African Americans are lazy. At least that’s what everyone says. But what is really going on within the African American community? Why are white people and other POC doing better than African Americans and what is the African American achievement gap? There are 4 factors that play into the lack of achievement in the African American community: Home life, school, mental health, and the history of African Americans. This topic is often ignored by not only white people/other POC but also by African Americans themselves. I think this ignorance comes from a lack of understanding and that’s what I hope to provide.
Growing up, I was fully surrounded by African Americans. In my predominantly African American public school, it was basically falling apart. Not only were grades on a decline but also the behavior of the students. It felt like I was the only one focused on success. I even grew apart from some of my peers. Why did it feel like everyone in my predominantly black public school was failing and didn’t care? I didn’t know anything about the achievement gap and I even thought sometimes that they were throwing their lives away. But their failure wasn’t entirely their fault. I mean, how were they supposed to thrive in an environment where books were falling apart, physical violence was an everyday thing, and parents just sort of… gave up?
History matters. When speaking of African American hardships, it feels like it’s almost impossible to not mention our history. The NAEYC says “African Americans have been exposed to generations of legal and illegal measures to deny them basic rights.” Schools are still highly segregated and not to mention that segregation ended in 1964, meaning my grandparents went to legally segregated schools. Thinking that the effects of segregation are not still very apparent is silly. Predominantly black districts are more likely to be underfunded than predominantly white districts. How can our environment affect our level of success? Well, our environment can create toxic stress. The Economic Policy Institute says “characteristics such as excessive litter, vandalism, deteriorated and overcrowded housing, graffiti, noise, public drug and alcohol use, and conflict with neighbors in close quarters—can exacerbate children’s toxic stress response to frightening or threatening events and impede parents’ ability to protect children from that response.” Kids may have to already deal with this at home but also imagine these things occurring in school. I know that I’ve witnessed all of this by middle school and many other African American children. So how are we supposed to succeed in a school with that environment? Almost impossible to not to give in to that stress.
How many frightening experiences 1,007 kindergarten kids have had are displayed. The results are split by race and family income.
Many may be asking, what about the African American kids in a better situation? The Atlantic says “Even black children in the middle class are more likely to backslide into a lower class or stay middle class.” They also go on to say that parents in the top 50% regarding income, also backslide in their adulthood. This just goes to show that even when success is reached, it is not guaranteed to stay. Based on my experience with middle class African American kids my age, we do a lot of backsliding due to wanting to be “hood” or at least what they perceive as hood. That has to do with how people think an African American should act. Black people have expressed time and time again about how their community calls them “whitewashed” when they don’t exhibit stereotypical traits like: listening to rap, talking “proper”, or having straight hair.
Comparison of the income quantiles of white and black people in America.

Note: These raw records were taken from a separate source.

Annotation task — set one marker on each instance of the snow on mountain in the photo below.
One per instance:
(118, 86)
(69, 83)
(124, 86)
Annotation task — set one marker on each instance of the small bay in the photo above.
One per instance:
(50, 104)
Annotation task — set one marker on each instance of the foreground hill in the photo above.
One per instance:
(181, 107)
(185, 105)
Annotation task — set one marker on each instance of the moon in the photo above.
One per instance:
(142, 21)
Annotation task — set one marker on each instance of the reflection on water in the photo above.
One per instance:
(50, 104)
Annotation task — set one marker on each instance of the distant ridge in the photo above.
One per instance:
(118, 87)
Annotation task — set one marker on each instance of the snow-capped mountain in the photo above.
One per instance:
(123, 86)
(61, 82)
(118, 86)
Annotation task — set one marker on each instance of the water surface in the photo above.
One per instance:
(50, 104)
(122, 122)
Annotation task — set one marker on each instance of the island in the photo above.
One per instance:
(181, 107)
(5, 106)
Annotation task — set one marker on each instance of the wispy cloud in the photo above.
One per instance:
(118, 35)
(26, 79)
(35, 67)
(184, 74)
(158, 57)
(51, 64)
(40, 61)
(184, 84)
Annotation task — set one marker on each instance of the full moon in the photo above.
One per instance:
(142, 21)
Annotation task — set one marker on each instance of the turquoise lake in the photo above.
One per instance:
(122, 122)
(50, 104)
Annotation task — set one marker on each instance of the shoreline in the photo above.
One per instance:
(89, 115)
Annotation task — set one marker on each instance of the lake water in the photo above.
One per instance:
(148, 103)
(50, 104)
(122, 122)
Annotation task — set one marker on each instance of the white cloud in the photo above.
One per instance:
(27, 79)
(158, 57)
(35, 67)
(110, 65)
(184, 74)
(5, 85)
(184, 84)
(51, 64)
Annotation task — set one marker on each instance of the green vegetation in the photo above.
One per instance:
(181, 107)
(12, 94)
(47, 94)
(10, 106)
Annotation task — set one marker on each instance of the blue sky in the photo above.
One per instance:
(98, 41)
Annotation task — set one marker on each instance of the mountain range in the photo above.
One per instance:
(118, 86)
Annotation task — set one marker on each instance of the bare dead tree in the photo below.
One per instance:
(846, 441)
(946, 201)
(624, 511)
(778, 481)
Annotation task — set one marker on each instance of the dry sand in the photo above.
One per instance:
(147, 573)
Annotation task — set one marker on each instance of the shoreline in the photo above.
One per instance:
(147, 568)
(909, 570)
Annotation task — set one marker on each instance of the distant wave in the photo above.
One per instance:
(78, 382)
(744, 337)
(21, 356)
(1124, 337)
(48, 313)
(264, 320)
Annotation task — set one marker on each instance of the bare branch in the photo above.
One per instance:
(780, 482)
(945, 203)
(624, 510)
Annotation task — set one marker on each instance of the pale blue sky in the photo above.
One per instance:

The toxic stress put onto African American is already a lot to handle. Now think about the mentally ill Black Americans. One reason being black and mentally ill is stigmatized because of how expensive it can be. NCBI says “Differences in access to insurance and other mechanisms to defray costs, in levels of illness or patterns of symptom expression, in health-risk behaviors, and in beliefs, preferences, and help-seeking traditions can also explain disparities.” when referring to the lack of mentally ill representation of the black community. Black kids on TikTok even share their experiences with telling their parents that they are mentally ill. A lot are met with “no you are not”. How can ignoring mental health affect our achievements? Things like depression can leave a child with no motivation to do school work. Why not just seek mental help? “One study of clients discharged from State mental hospitals found that African Americans were substantially more likely than others to be hospitalized again during the ensuing year” and “In another study of treatment for depression, African Americans proved similar to whites in response to psychotherapy and medication, except that African Americans had less improvement in their ability to function in the community”. So is treatment even working for African Americans? Not to mention that a large number of black students are being suspended over and over instead of mentally evaluated or given real help. They tend to be punished more than helped.
Now the main question is how do we close this gap? I found that black representation could help this gap (something that African Americans have been fighting for for years!). Chalkbeat Philadelphia says “Black teachers, in particular, are necessary to help black students develop a positive racial identity and ensure they have the tools to combat all of the negative images and messages they receive about them, their people, and their community,”. Representation benefits African American students and White students as well. Chalkbeat Philadelphia also states that White kids need to have diversity in order to see the different viewpoints and culture of POC.
I was only able to touch on a small portion of this topic. There is a lot more to it that I won’t be able to to put into words. But I want to bring awareness to this gap so that we have more solutions to fix it. It takes a lot of digging to even find articles on the achievement gap. I’ve come to understand my old peers a lot more. I now understand that I was lucky enough to thrive through the madness and some may never make it out. I’m not even sure how long until we are able to make progress on closing this gap. But I do know it won’t be quick and a majority of African Americans will continue to fail before we can succeed.